Every year at Burning Man I meet people who are missing ("no, I wouldn't say 'missing', Bob") the first days of the school year... Berkeley's year starts pretty early, and it seems many high-schools do as well. In addition to the culture shock this induces (transitioning overnight from Burning Man to being a week behind in school must *suck*) this is a problem because many schools un-enroll you from a class if you don't show up for any of the first three days, regardless of whether you intend to show up for the rest of the term. But they'll usually work with you if there are extenuating circumstances like a death in the family or something.

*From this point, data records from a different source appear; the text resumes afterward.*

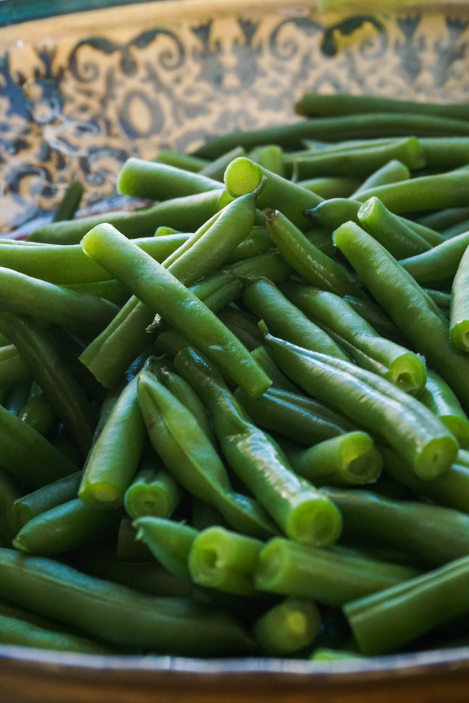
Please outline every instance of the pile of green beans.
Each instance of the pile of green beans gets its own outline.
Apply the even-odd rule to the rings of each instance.
[[[75,217],[73,183],[0,240],[0,644],[314,669],[458,641],[469,122],[421,107],[305,96],[129,159],[149,206]]]

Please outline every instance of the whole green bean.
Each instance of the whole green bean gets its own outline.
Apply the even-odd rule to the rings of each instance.
[[[344,548],[318,549],[275,537],[259,555],[254,582],[259,591],[338,607],[418,574],[409,567],[359,557]]]
[[[260,427],[307,446],[356,429],[330,407],[298,393],[271,387],[259,398],[250,398],[237,388],[234,394]]]
[[[275,532],[257,502],[233,490],[193,415],[146,370],[139,375],[139,400],[152,444],[178,483],[217,508],[235,529],[259,537]]]
[[[436,477],[454,461],[458,450],[454,436],[421,403],[386,379],[271,335],[265,335],[264,344],[290,378],[365,429],[384,437],[418,476]]]
[[[32,493],[17,497],[11,508],[15,532],[19,532],[36,515],[72,501],[78,495],[81,480],[82,472],[76,471],[74,474],[43,486]]]
[[[273,241],[283,258],[311,285],[338,295],[364,297],[357,280],[338,262],[315,247],[278,210],[264,211]]]
[[[359,366],[383,376],[406,393],[416,394],[422,389],[427,377],[423,358],[380,336],[346,300],[295,281],[287,281],[281,290],[324,329]],[[269,327],[269,321],[266,322]],[[275,334],[274,328],[272,332]],[[287,341],[295,343],[294,340]]]
[[[432,566],[469,555],[469,515],[454,508],[392,500],[371,491],[322,489],[344,518],[344,536],[404,549]]]
[[[409,181],[411,177],[411,172],[404,164],[395,159],[392,159],[388,163],[385,164],[380,169],[377,169],[374,173],[371,174],[353,193],[347,195],[331,195],[331,198],[350,198],[355,200],[356,196],[371,188],[375,188],[377,186],[385,186],[390,183],[399,183],[401,181]],[[430,225],[429,225],[430,226]]]
[[[61,554],[110,536],[120,517],[120,510],[100,510],[75,498],[32,517],[13,546],[44,557]]]
[[[18,349],[57,417],[86,456],[96,426],[94,413],[63,354],[27,315],[0,314],[0,329]]]
[[[469,359],[449,342],[448,323],[425,292],[375,240],[353,223],[336,230],[335,243],[397,326],[469,408]]]
[[[454,277],[468,245],[469,232],[465,232],[399,263],[420,285],[438,285]]]
[[[217,371],[193,348],[179,352],[176,370],[206,404],[229,464],[285,534],[321,546],[340,532],[340,515],[295,476],[278,446],[255,425]]]
[[[452,432],[461,446],[469,444],[468,416],[448,384],[431,369],[427,372],[427,382],[418,399]]]
[[[449,338],[459,352],[469,352],[469,247],[466,247],[451,288]]]
[[[222,188],[217,181],[199,173],[135,157],[124,163],[117,183],[118,193],[150,200],[169,200]]]
[[[344,612],[360,650],[381,654],[468,611],[469,557],[347,603]]]
[[[159,225],[172,226],[181,232],[200,227],[231,200],[224,191],[174,198],[149,207],[113,211],[43,225],[30,235],[31,242],[79,244],[93,227],[103,222],[113,225],[126,237],[151,237]]]
[[[260,278],[248,285],[243,293],[243,300],[252,312],[264,321],[274,334],[300,347],[348,360],[329,335],[312,323],[267,279]]]
[[[364,115],[375,112],[395,112],[436,115],[466,120],[469,110],[465,105],[449,105],[443,103],[424,103],[421,101],[397,100],[371,95],[351,95],[338,93],[333,95],[306,93],[295,104],[298,115],[333,117],[340,115]]]
[[[188,558],[198,530],[155,515],[142,515],[132,524],[137,530],[136,539],[148,547],[160,564],[179,579],[191,581]]]
[[[137,378],[125,386],[86,458],[78,496],[94,508],[122,505],[140,461],[145,425]]]
[[[148,596],[46,557],[2,549],[0,576],[1,597],[127,650],[219,656],[252,646],[243,628],[213,605]]]
[[[373,137],[466,136],[465,120],[413,114],[374,112],[338,117],[304,120],[294,124],[233,132],[215,137],[200,147],[193,155],[214,158],[237,146],[251,149],[264,144],[278,144],[288,149],[300,149],[304,139],[340,141],[341,139]]]
[[[193,293],[111,226],[101,225],[82,240],[84,250],[128,285],[177,331],[253,396],[270,382],[249,352]],[[129,258],[131,259],[130,265]]]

Apparently the students have run out of fictitious relatives to bump off, and a new excuse is needed for missing the first week of school. Or maybe not - it might just be easier to change the day school starts. So say the parents of many San Francisco burners, who are asking the school board to delay the start of the school year until after Burning Man. The school board ('The Man', as in 'damn the...' and 'stick it to the...') is expected to ignore the parents and rain on everyone's burn and start school the same day Burning Man starts.

Looks like poor old aunt Edith is going to have to go down for a dirt nap... again.

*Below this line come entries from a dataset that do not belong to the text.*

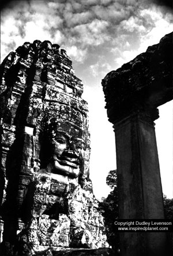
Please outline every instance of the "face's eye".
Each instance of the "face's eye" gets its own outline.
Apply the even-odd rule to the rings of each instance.
[[[66,142],[63,139],[60,138],[57,139],[56,140],[59,144],[65,144],[66,143]]]

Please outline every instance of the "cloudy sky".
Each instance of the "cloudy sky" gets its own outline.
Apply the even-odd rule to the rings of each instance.
[[[90,173],[100,198],[116,168],[115,139],[101,81],[106,75],[158,43],[172,29],[171,1],[50,0],[1,2],[1,62],[25,42],[49,40],[66,50],[88,102]],[[163,192],[173,197],[172,104],[160,107],[156,136]],[[163,136],[164,135],[164,136]]]

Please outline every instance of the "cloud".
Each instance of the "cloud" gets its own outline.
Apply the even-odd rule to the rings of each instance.
[[[131,55],[127,52],[140,49],[145,39],[148,43],[152,42],[152,35],[163,36],[164,32],[161,34],[159,27],[170,30],[171,14],[156,2],[11,1],[1,13],[2,57],[25,41],[37,39],[58,43],[69,51],[72,60],[79,62],[86,60],[87,54],[91,60],[92,55],[96,57],[96,51],[102,57],[107,53],[109,60],[106,56],[104,60],[111,66],[109,62],[112,62],[115,57],[125,61],[125,55]],[[114,61],[115,65],[116,62]],[[89,66],[95,64],[94,61]]]
[[[67,47],[66,50],[68,55],[76,61],[81,62],[86,58],[87,54],[86,49],[78,49],[76,46],[73,45],[70,47]]]
[[[111,65],[108,63],[104,63],[101,59],[95,64],[90,66],[90,70],[92,75],[95,77],[103,77],[111,69]]]

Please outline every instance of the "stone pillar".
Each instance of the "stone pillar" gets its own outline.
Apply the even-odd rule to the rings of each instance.
[[[164,218],[153,118],[136,112],[114,124],[121,219]],[[164,233],[126,232],[121,241],[122,255],[161,256],[166,251]]]
[[[164,217],[153,121],[172,99],[172,33],[102,80],[115,133],[119,218]],[[167,253],[165,233],[121,233],[121,243],[123,256]]]

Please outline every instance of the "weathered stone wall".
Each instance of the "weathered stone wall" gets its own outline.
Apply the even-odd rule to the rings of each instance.
[[[2,253],[108,246],[89,179],[87,103],[66,51],[27,42],[1,68]]]

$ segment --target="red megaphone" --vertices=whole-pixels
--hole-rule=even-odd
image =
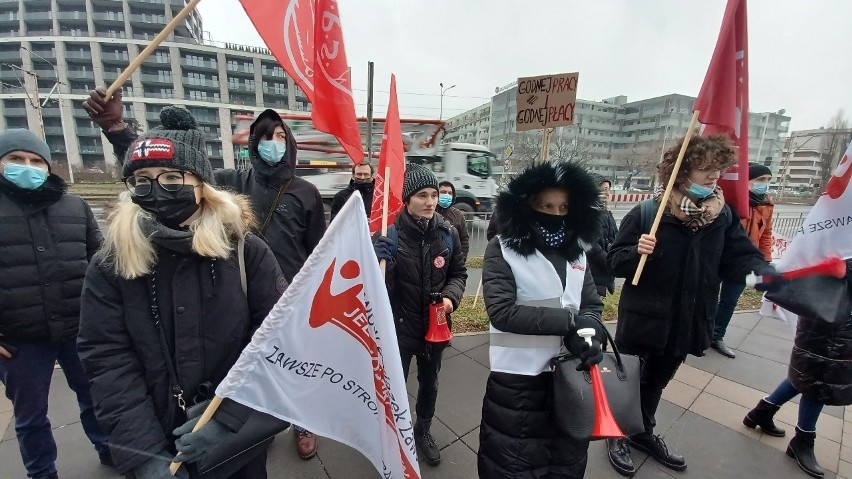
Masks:
[[[447,325],[444,297],[441,293],[434,293],[429,305],[429,330],[426,332],[426,341],[446,343],[451,339],[453,339],[453,333],[450,332],[450,327]]]
[[[592,336],[595,335],[594,328],[580,329],[577,334],[591,346]],[[598,439],[624,437],[624,433],[621,432],[621,428],[615,422],[615,416],[612,415],[612,410],[609,407],[606,389],[604,389],[603,379],[601,379],[601,371],[597,364],[589,368],[589,375],[592,379],[592,394],[595,398],[595,426],[592,429],[592,437]]]

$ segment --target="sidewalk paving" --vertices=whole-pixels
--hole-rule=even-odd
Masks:
[[[609,325],[614,328],[614,324]],[[796,422],[797,405],[786,404],[776,416],[787,437],[774,438],[742,425],[745,413],[775,388],[787,373],[792,348],[790,326],[761,319],[754,312],[734,315],[725,338],[737,350],[727,359],[710,350],[690,357],[666,388],[657,412],[657,432],[671,449],[686,457],[688,469],[675,472],[647,455],[634,452],[638,479],[666,478],[806,478],[784,454]],[[413,366],[412,366],[413,367]],[[408,384],[409,399],[416,392],[416,372]],[[54,374],[50,418],[59,447],[57,467],[62,479],[106,479],[118,475],[98,463],[97,455],[80,427],[73,393]],[[421,463],[425,479],[476,478],[476,451],[482,396],[488,377],[488,335],[453,339],[441,371],[433,435],[441,447],[442,463]],[[2,386],[0,386],[2,387]],[[0,477],[25,478],[12,423],[11,405],[0,399]],[[852,479],[852,406],[827,407],[817,425],[816,453],[829,472],[826,477]],[[273,443],[268,463],[270,478],[360,479],[378,478],[371,464],[355,450],[320,438],[319,453],[309,461],[294,451],[293,434],[281,434]],[[603,441],[589,447],[587,478],[619,478],[609,465]]]

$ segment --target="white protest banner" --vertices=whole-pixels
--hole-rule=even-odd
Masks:
[[[216,395],[348,444],[383,478],[420,477],[393,315],[360,193]]]
[[[825,192],[778,260],[779,271],[815,265],[827,258],[852,258],[852,143],[828,181]],[[765,298],[760,314],[787,322],[795,315]]]
[[[515,130],[573,125],[579,76],[574,72],[518,78]]]

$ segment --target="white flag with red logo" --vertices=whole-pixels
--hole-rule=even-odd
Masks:
[[[793,241],[778,260],[779,271],[813,266],[838,257],[852,258],[852,143]],[[789,321],[795,315],[764,299],[760,314]]]
[[[355,192],[216,389],[419,478],[390,301]]]

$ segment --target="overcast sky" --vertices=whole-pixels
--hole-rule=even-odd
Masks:
[[[273,0],[269,0],[273,1]],[[277,0],[283,3],[283,0]],[[579,71],[578,97],[697,96],[724,0],[339,0],[356,110],[375,114],[390,74],[403,118],[443,118],[490,101],[519,76]],[[216,41],[263,46],[238,0],[199,4]],[[785,109],[791,129],[852,116],[852,1],[749,0],[751,111]],[[408,93],[408,94],[406,94]]]

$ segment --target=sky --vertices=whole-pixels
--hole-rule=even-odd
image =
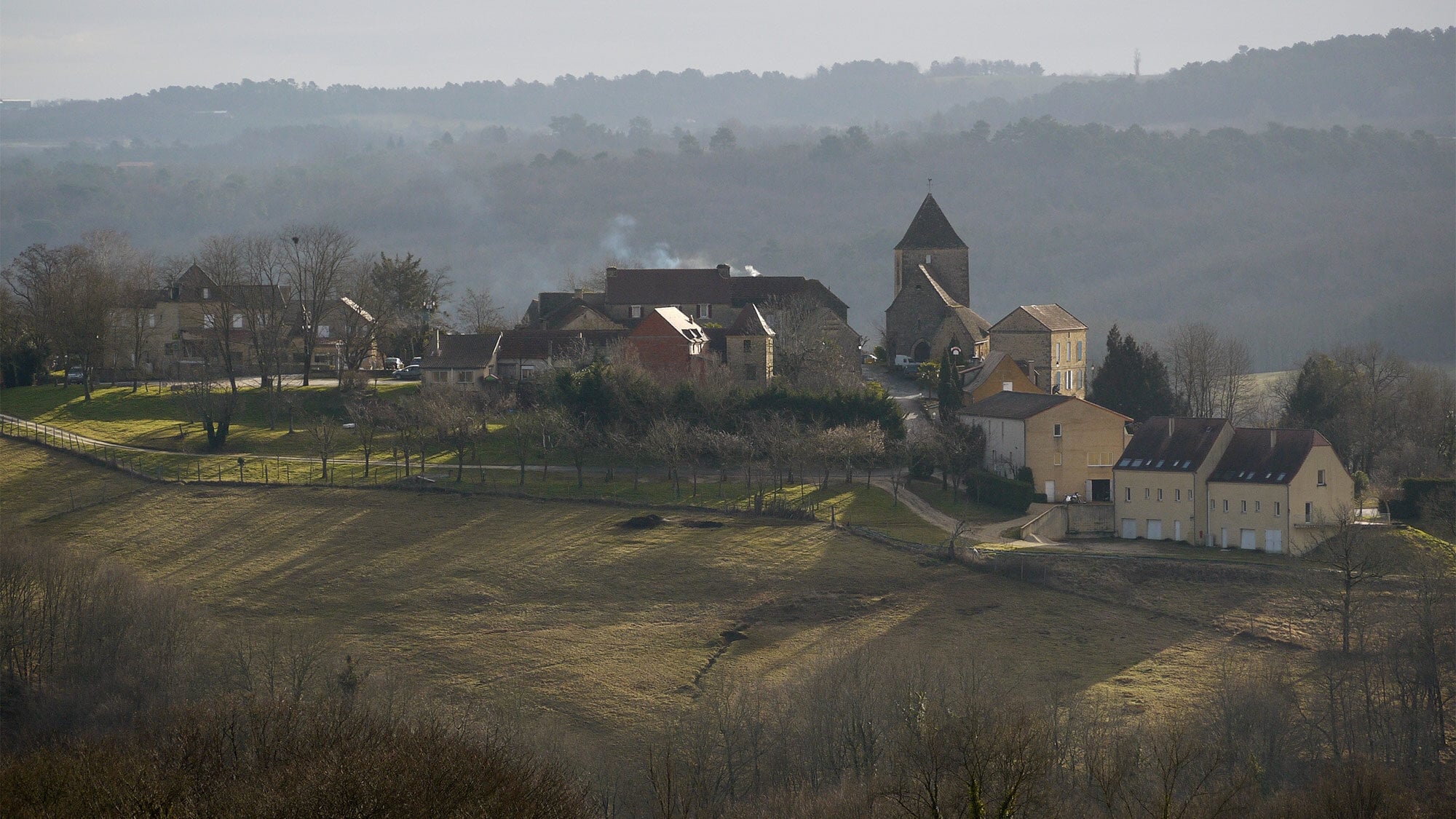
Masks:
[[[850,60],[1144,74],[1341,34],[1456,25],[1450,0],[0,0],[0,98],[294,79],[441,86]]]

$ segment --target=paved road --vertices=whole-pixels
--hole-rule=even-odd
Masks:
[[[895,407],[900,407],[900,414],[906,417],[906,434],[919,437],[930,430],[930,418],[920,402],[920,386],[913,379],[871,366],[863,367],[863,375],[866,382],[885,388]]]

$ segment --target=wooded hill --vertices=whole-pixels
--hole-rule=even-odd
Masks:
[[[923,71],[910,63],[874,60],[821,67],[807,77],[778,71],[709,76],[689,68],[437,89],[242,80],[7,112],[0,117],[0,141],[218,143],[249,128],[307,124],[408,131],[412,141],[428,141],[450,128],[457,137],[463,128],[488,125],[543,130],[552,118],[572,114],[623,133],[633,128],[633,118],[660,130],[706,134],[725,121],[943,130],[977,119],[1000,127],[1051,115],[1066,122],[1175,128],[1372,124],[1450,136],[1456,133],[1453,74],[1456,28],[1242,48],[1226,61],[1191,63],[1144,79],[1045,76],[1037,63],[957,58]]]

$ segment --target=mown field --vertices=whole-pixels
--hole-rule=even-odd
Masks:
[[[111,554],[226,624],[316,630],[440,698],[511,701],[594,736],[652,726],[718,679],[791,682],[859,647],[971,656],[1128,713],[1198,698],[1222,665],[1296,651],[1238,637],[1284,616],[1277,574],[1123,593],[1092,565],[1085,589],[1059,570],[1059,590],[1034,583],[1035,564],[1029,580],[980,574],[823,523],[674,512],[628,529],[642,510],[147,484],[7,440],[0,498],[7,525]]]

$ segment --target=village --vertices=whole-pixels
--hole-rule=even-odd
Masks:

If you can wade through all of the legalese, it appears that this patent application submitted by Microsoft last week boils down to representing latitude and longitude in different numerical bases... such as base 60, which yields the degrees:minutes:seconds representation that has been used since the Sumerians came up with it around 3000 BC. Microsoft seeks to patent the usage of these numbers in URLS due to the prevalence of GPS devices popping up in phones, PDAs, and toasters.

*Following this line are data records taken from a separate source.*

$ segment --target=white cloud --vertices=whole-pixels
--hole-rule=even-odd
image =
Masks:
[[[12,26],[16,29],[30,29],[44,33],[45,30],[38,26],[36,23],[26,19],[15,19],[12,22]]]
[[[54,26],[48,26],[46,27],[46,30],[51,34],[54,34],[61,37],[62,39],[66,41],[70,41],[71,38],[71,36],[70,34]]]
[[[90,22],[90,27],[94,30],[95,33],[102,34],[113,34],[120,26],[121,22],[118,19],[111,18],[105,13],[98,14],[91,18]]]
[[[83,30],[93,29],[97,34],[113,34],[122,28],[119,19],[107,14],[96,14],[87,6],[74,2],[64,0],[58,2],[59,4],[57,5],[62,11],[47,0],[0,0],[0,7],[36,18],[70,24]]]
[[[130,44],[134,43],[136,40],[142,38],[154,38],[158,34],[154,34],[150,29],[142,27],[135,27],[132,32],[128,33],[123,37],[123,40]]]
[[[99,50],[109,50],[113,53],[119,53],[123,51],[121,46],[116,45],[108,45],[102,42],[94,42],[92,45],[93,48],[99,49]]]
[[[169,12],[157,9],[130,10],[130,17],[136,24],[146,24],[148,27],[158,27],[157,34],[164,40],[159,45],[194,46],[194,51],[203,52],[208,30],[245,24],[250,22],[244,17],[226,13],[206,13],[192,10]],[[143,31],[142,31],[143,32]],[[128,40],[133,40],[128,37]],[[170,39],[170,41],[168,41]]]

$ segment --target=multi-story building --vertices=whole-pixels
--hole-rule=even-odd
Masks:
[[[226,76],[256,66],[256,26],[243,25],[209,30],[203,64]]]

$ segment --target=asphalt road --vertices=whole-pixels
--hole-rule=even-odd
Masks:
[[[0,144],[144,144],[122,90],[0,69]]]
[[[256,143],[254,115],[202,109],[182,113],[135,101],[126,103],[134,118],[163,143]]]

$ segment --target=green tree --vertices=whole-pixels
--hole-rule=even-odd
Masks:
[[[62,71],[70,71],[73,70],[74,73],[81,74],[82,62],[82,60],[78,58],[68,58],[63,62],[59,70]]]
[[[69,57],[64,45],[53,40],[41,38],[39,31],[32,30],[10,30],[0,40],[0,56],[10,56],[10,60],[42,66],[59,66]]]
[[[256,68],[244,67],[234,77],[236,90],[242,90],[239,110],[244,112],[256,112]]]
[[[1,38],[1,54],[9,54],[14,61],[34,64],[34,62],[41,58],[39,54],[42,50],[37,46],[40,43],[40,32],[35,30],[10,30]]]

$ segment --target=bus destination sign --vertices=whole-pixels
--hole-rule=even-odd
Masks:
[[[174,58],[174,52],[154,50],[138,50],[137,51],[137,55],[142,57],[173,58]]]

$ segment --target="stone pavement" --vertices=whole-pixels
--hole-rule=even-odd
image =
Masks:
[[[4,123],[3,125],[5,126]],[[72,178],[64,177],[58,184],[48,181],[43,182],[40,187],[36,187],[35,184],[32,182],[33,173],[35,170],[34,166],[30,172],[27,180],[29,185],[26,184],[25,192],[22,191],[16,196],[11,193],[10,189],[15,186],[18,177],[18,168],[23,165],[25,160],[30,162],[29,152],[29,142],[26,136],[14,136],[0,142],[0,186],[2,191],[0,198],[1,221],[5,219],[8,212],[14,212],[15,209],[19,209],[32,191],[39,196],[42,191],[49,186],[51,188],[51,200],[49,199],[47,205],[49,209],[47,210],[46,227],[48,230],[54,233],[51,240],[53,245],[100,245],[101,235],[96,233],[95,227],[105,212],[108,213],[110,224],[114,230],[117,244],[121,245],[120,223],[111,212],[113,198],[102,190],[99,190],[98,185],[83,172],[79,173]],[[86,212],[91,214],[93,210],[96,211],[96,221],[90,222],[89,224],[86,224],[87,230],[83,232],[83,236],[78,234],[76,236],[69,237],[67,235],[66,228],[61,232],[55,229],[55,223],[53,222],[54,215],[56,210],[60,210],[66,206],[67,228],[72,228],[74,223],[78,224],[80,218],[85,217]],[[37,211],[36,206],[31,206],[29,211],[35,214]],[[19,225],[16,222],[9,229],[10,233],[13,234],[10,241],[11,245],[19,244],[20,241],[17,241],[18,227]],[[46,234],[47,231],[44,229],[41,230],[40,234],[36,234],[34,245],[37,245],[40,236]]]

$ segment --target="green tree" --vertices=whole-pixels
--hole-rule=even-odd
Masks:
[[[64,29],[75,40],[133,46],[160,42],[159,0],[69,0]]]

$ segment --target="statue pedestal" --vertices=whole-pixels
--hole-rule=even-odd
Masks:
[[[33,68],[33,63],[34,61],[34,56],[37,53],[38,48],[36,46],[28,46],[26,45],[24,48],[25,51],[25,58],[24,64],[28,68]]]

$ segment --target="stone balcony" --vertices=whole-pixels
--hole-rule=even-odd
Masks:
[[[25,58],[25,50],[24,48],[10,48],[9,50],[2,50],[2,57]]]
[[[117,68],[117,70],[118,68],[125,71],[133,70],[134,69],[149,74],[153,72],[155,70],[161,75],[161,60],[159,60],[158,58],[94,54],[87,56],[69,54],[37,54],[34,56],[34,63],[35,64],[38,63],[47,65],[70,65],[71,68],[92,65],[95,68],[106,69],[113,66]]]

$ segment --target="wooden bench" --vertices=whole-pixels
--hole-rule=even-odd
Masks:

It all depends on how you look at it:

Q: How many Bush Administration officials does it take to change a light bulb?

A: None.

There is nothing wrong with the light bulb; its condition is improving every day. Any reports of its lack of incandescence are illusional spin from the liberal media. Illuminating rooms is hard work. That light bulb has served honorably, and anything you say undermines the lighting effort. Why do you hate freedom?

[thanks, farkleberries]

Vinyl? CD? Cassette? Clay tablet? The analog-vs-digital debate rages on.

Boy, I'll tell you what, I sure do miss the analog warmth of the clay tablet.

Remember how distinctly not-plastic cave carvings were? What a drag! If you wanted to correct a mistake, you had to switch caves completely. Try getting a modern family to do that. "Hey, put down the Gameboy for long enough to walk to another cave, Johnny! Your dad messed up the parable of the deer hunt again." Fucking right! And marble... everyone makes a big fuss over the beauty. Don't get me started on that marble noise-- screw up a marble carving you have to go mine a fresh ribbon of marble, make a slab, buff it...

... or just buy a fucking bumper sticker. Everyone else is.